Later the stuff sinks to the bottom and enriches it. This is another way for saying it adds to the gooey soup or broth on the bottom. It is what comes oozing between our toes when you attempt to walk along the bottom, and it is often dangerous, for there is no solid bottom for your bare feet to trod upon. You can sink up to your keister in the slime, or deeper, and never come up. You will lie forever among the buried treasure of the muck.

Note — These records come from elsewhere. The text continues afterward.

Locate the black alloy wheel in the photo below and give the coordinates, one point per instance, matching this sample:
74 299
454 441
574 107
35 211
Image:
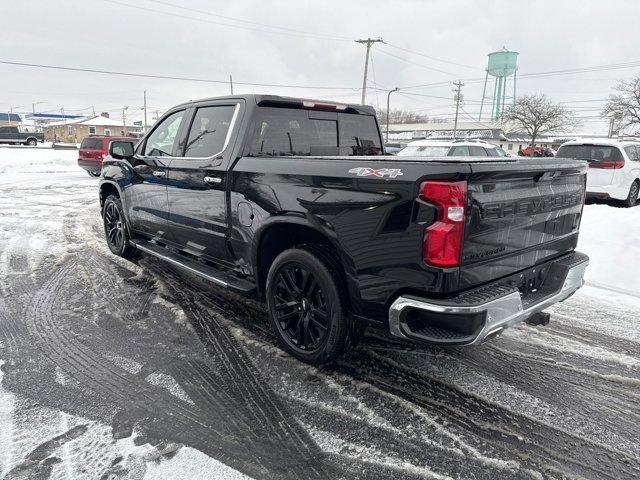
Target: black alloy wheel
113 226
632 198
308 304
301 307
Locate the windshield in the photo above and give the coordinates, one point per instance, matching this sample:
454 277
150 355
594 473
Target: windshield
423 151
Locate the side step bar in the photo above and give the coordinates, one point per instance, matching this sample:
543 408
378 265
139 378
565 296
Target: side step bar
207 272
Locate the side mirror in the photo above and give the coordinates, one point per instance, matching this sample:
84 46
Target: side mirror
121 150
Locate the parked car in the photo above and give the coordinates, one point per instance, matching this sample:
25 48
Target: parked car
17 136
93 149
291 201
451 148
614 167
537 152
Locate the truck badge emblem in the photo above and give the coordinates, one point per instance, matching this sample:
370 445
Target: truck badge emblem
376 172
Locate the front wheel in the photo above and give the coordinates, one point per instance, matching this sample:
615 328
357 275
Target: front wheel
115 229
632 198
307 306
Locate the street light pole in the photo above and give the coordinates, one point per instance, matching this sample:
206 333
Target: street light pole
388 99
457 97
145 111
367 42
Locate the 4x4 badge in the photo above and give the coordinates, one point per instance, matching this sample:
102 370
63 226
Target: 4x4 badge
376 172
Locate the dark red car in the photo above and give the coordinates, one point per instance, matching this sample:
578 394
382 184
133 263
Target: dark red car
93 149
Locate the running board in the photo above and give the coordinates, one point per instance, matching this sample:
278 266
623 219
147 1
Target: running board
207 272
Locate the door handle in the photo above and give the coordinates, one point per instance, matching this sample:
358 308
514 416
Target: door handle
212 180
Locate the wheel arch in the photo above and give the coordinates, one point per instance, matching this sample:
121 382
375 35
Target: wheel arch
109 188
284 232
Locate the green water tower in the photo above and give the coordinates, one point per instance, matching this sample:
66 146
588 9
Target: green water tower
502 65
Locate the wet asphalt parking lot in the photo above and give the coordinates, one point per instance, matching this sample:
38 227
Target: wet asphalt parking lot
121 370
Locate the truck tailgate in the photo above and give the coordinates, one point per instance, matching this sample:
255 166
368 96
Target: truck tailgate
522 212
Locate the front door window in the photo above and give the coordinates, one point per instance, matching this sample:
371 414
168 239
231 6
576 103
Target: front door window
161 141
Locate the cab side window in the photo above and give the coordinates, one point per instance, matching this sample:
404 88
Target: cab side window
161 141
209 131
459 151
477 151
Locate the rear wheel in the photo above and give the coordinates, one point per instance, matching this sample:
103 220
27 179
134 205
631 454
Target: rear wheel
307 307
632 198
115 229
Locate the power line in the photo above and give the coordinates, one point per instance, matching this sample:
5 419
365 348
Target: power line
414 63
168 77
432 58
213 22
550 73
240 20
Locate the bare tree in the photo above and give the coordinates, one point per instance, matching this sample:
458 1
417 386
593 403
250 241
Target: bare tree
397 116
537 114
624 105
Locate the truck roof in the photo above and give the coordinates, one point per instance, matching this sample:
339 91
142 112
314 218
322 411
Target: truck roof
291 102
601 141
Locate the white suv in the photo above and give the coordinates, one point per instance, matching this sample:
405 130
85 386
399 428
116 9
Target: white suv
614 167
451 148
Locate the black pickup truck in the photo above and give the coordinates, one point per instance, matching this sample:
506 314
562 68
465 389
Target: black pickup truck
294 201
15 136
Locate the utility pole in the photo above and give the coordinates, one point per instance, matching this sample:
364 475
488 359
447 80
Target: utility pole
388 97
457 97
145 111
367 42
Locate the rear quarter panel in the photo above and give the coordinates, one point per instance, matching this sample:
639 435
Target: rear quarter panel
368 219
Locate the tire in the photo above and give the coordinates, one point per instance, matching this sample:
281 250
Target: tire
115 228
632 198
307 305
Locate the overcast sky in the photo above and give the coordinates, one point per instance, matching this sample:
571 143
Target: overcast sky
309 43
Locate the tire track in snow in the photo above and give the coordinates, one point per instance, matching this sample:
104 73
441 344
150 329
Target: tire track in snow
549 449
170 418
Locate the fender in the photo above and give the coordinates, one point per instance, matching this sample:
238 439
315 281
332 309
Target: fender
300 219
120 191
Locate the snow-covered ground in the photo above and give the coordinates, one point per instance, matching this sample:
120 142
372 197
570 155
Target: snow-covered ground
111 369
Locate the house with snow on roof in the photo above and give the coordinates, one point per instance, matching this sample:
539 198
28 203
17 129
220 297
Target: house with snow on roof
73 131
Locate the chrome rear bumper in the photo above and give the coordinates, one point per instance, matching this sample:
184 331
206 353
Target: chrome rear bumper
499 313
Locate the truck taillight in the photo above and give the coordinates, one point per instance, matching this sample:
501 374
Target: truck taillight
607 165
443 239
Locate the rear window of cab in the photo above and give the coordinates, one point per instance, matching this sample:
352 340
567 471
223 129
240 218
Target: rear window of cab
91 144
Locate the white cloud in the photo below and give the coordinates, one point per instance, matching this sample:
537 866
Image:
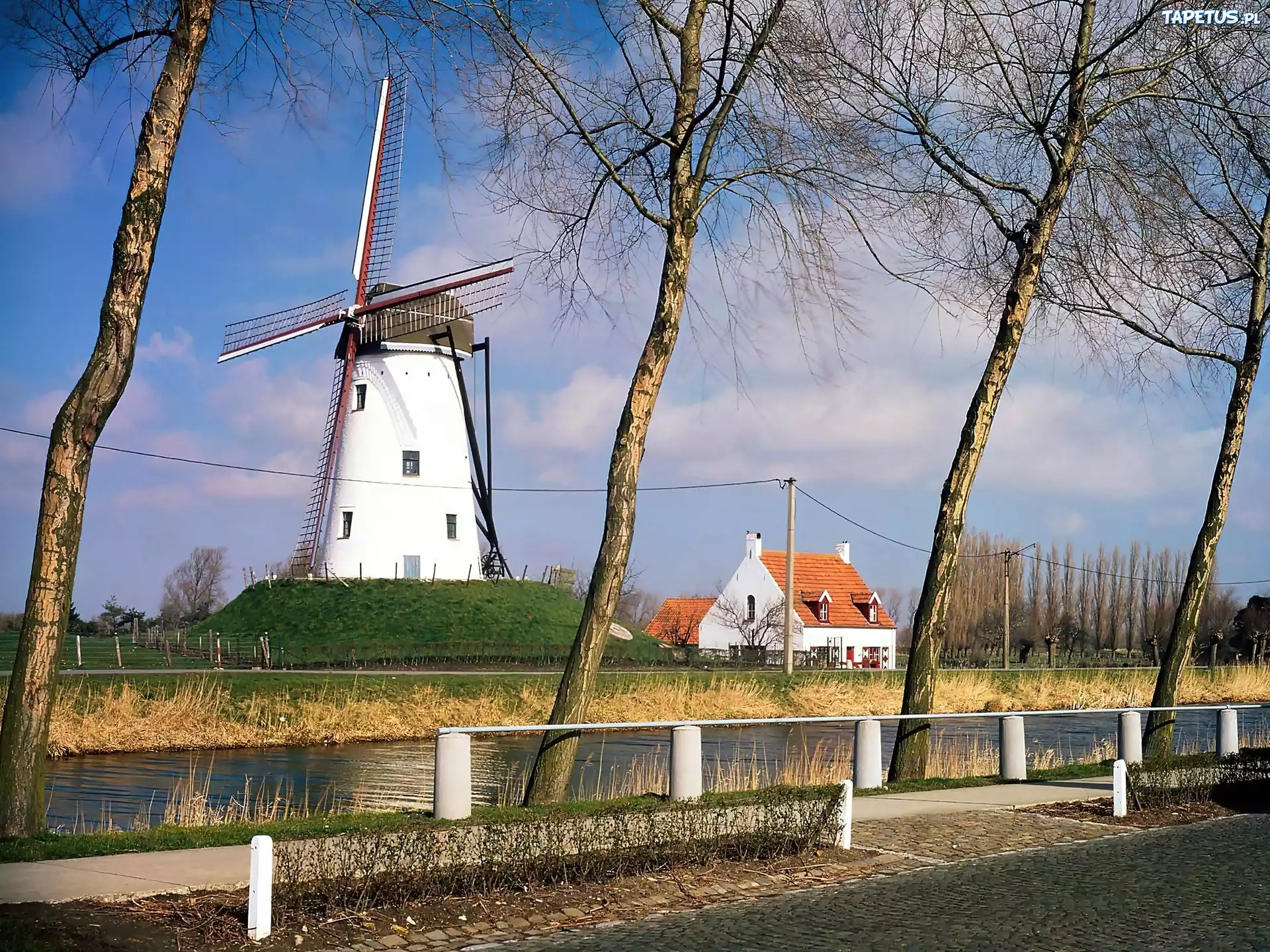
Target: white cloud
178 348
36 155
271 408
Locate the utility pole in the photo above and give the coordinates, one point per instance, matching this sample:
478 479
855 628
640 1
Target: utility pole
1005 641
789 580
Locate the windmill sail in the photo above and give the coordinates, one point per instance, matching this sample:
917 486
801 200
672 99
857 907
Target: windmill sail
245 337
382 190
310 530
436 302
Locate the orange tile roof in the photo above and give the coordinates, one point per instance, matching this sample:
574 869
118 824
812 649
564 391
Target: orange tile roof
680 617
820 571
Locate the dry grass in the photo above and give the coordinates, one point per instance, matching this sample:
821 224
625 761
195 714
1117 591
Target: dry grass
200 714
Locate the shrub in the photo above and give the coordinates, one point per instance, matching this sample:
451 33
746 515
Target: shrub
362 871
1241 781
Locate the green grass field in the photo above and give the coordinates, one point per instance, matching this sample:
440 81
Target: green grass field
98 653
413 622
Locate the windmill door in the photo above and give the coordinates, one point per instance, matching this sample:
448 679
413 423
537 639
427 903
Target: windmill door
412 567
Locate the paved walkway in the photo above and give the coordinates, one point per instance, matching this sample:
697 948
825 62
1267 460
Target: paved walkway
226 867
1187 888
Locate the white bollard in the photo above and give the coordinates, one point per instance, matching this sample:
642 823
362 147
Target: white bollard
686 762
452 779
1119 789
867 758
259 902
1129 738
1014 749
1227 731
843 841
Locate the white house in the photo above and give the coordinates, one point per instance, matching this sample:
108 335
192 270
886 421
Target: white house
837 616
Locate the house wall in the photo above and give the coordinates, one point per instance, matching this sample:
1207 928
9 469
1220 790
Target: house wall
855 639
412 403
749 579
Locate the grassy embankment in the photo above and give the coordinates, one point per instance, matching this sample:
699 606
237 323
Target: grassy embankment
404 621
98 653
190 713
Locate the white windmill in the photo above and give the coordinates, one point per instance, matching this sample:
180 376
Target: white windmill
400 489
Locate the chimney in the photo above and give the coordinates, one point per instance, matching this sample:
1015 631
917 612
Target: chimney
753 545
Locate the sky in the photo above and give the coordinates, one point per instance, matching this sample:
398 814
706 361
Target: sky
263 215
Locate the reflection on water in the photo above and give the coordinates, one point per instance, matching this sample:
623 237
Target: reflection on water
91 790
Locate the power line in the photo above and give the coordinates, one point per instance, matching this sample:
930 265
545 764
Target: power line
605 489
1136 578
1020 553
388 483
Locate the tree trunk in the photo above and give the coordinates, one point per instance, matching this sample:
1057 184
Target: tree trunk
913 738
549 782
1199 573
28 706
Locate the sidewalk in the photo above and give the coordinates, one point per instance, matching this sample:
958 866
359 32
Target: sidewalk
132 875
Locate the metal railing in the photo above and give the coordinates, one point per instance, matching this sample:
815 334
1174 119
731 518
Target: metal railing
829 719
452 786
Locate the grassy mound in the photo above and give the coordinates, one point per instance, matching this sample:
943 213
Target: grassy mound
328 622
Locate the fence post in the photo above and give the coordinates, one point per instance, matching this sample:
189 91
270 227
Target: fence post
452 779
867 757
259 903
686 762
1129 738
1227 731
1119 789
843 841
1014 749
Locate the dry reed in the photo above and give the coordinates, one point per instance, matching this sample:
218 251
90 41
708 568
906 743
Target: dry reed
200 714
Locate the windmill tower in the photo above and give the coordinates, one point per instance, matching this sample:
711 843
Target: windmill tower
400 491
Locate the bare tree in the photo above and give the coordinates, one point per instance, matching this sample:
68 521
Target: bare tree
982 113
163 48
196 588
759 631
675 134
1175 253
28 706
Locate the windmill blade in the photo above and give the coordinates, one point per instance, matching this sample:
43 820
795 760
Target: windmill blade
310 530
382 188
435 302
245 337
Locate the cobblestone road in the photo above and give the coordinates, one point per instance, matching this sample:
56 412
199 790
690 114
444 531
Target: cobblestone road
1206 887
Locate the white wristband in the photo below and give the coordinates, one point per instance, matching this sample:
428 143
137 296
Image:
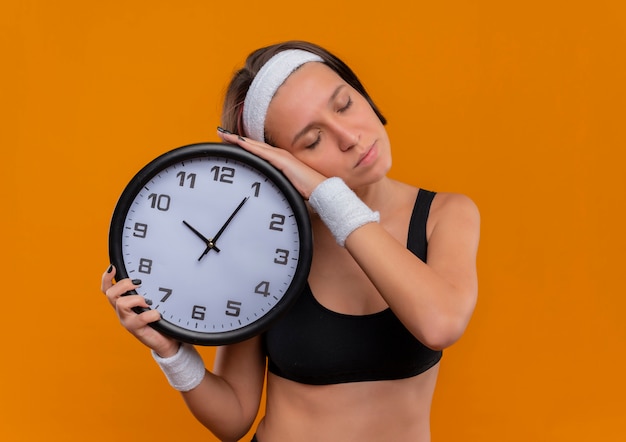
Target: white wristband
185 370
340 209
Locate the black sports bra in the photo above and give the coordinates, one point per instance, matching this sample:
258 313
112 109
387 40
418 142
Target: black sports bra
314 345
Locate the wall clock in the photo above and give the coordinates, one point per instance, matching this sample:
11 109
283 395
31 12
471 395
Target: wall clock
220 239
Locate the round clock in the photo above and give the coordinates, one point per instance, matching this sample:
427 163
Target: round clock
220 239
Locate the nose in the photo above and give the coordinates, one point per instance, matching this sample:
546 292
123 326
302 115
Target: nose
347 137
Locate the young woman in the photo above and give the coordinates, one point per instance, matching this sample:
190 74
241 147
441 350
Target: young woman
392 283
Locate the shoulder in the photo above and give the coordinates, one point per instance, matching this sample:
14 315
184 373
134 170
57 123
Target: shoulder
453 211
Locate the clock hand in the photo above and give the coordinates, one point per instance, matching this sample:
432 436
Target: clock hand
211 244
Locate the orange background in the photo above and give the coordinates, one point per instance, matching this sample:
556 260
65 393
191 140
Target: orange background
520 105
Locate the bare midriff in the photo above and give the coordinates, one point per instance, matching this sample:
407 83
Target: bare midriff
357 411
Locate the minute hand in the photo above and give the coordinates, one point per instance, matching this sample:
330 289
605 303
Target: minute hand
219 233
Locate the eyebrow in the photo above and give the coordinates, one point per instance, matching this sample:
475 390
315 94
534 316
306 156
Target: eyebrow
310 125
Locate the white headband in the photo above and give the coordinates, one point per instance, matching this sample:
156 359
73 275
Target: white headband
265 84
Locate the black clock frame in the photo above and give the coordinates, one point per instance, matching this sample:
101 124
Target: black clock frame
198 150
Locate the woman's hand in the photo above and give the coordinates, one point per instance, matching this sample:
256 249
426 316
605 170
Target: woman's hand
302 177
137 324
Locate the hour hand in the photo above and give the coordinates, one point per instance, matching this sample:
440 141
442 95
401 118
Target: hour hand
209 243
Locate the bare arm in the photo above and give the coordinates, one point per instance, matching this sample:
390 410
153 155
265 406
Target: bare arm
227 401
434 301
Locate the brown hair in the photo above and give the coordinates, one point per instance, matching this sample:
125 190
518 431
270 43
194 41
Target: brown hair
232 109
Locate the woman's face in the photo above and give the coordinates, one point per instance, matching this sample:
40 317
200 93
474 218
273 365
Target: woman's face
329 126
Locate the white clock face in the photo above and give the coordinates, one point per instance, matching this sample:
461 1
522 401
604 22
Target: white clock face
215 243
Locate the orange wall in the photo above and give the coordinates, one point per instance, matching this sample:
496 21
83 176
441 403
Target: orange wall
521 105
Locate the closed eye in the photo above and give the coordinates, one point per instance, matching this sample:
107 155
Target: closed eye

In spring bloom starts to form in most lowland lakes and is very pretty, with wildflowers blossoming along the shoreline, cattails extending their narrow shafts upward, lily pads forming and beginning to expand their reach outward, reeds and tulles and grasses starting to achieve their annual elevation. The blue-green algae is developing along the shoreline but has not yet reached the clotting stage. It is host to many food sources for trout and panfish—rotifers, copepods, cladocerons, diatoms, for juveniles; for hungry adults, chironomid larvae hatching out on the bottom and inching vertically to the surface to emerge as midges, their tiny shucks dotting the surface and looking like the downy fluff from the black cottonwood trees. Some mayfly larvae emerge much the same way from their depths, while other kinds of mayflies blow in from the busy shore. Caddis nymphs crawl up on fresh grasses, shed their cases, and fly out over the water.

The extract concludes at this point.